Aynı kültürel kopuşun Kürt vatandaşlar üzerinden ve Orta Doğu'daki Kürt unsur üzerinden yürütüldüğünü, "din özellikle 70'li yıllardan itibaren afyondur, sizi ayağa kaldıracak şey etnik kimliğinizdir" çizgisinin benimsendiğini belirten Davutoğlu, bunun parçalayıcı olduğunu ve kopuşu getirdiğini kaydetti.

CHP ve HDP'nin oy alabilmek için dine karşı daha hoşgörülü göründüklerini belirten Davutoğlu, "Bu güzel, o kopuştan ne kadar uzaklaşırlarsa ben memnun olurum ama bir bakıyorsunuz hiç olmadık bir yerde bir anda o eski ideolojik kültürel bilinçaltı kendini gösteriyor, saklayamıyorlar. 'Taksim bizim için Kabe'dir', Kudüs Yahudilerin kutsal mekanıdır' diyebiliyor. Çünkü kültürel kodları bizim kodlara uygun değil. Doğu'da Güneydoğu'da, Irak'taki Kürtler eskiden beri İslam kimliğiyle o kadar hemhaldiler ki Kudüs dediğinizde her şeylerini ortaya koyacak bir kültürel geçmişten geliyor. Aramızdaki en önemli fark bu. Benim HDP'ye tavsiyem Türkiyeleşsinler ama sakın ha CHP'lileşmesinler. CHP'lileşmek demek, CHP'nin altı okunu benimsemek değil, altı oku Kürt versiyona çevirmek demek." 

"Diyanete saldırı tesadüfi değil"

"HDP Eş Başkanı Selahattin Demirtaş, Diyaneti kaldıracağını söylüyor, aynı noktada paralel yapıda Diyanet İşleri Başkanı üzerinden diyanet camiasını yıpratmaya çalışıyor. HDP ile paralel yapı aynı noktada aynı hedefe paslaşıyor. Bunu nasıl değerlendiriyorsunuz" sorusunu Davutoğlu, "Diyanete saldırı tesadüfi değil. Sadece seçim nedeniyle değil" diye yanıtladı.
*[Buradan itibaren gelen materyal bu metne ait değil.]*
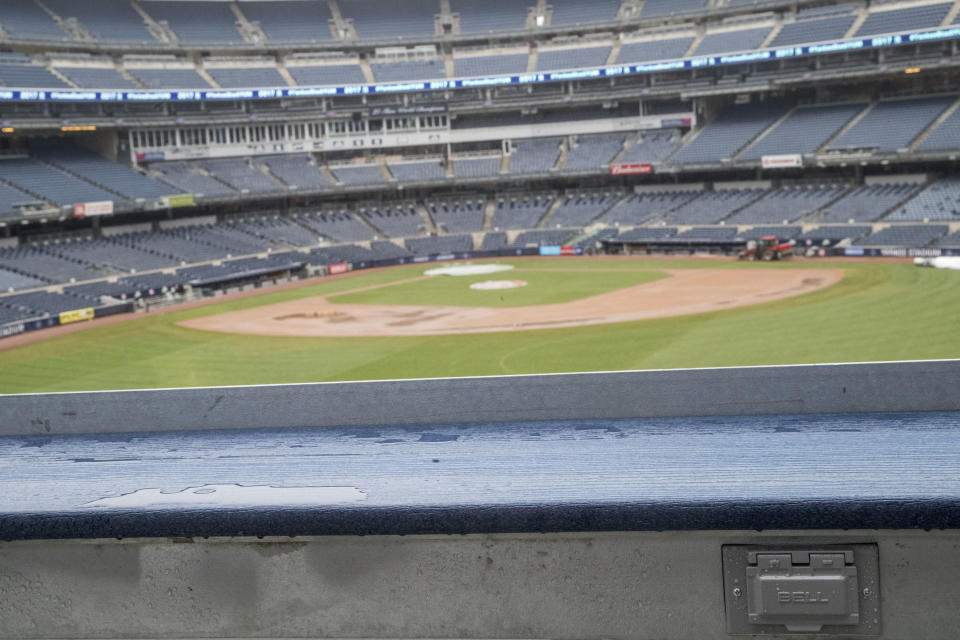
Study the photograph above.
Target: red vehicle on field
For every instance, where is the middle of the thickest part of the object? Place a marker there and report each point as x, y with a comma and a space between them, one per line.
766, 248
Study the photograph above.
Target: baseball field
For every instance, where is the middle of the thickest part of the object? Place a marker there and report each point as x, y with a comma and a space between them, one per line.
543, 315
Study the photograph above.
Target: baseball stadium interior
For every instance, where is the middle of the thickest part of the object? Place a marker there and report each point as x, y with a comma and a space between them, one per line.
161, 148
255, 381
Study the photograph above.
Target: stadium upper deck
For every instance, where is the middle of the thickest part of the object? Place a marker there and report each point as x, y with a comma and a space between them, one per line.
641, 42
226, 24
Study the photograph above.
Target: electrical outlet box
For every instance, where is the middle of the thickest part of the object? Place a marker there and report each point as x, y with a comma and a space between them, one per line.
820, 589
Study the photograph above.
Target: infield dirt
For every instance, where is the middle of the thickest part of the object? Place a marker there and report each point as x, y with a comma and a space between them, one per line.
684, 292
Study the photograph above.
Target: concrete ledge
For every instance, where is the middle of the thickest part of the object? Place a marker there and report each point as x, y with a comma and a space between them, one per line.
800, 389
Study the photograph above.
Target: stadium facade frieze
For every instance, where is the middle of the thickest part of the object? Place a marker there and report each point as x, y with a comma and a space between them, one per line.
615, 71
362, 44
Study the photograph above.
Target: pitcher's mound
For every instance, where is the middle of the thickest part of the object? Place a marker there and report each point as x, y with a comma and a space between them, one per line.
494, 285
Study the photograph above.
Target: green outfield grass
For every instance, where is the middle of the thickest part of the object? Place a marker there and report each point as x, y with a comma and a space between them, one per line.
878, 312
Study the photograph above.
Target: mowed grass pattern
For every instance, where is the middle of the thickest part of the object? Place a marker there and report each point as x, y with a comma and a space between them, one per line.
880, 311
543, 287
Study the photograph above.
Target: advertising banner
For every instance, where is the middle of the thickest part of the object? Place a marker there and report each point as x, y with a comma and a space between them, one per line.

Diyanetin dört kez önemli bir değişim geçirdiğini, kurulduğu dönemde ve tek parti döneminde Diyanet'e biçilen rolün denetleme ve tek partinin ön gördüğü din anlayışını topluma yayma ve dini hayatı tanzim etme olduğunu ifade eden Davutoğlu, bu misyonun din adamları üzerinde büyük bir ağırlık oluşturduğunu vurguladı.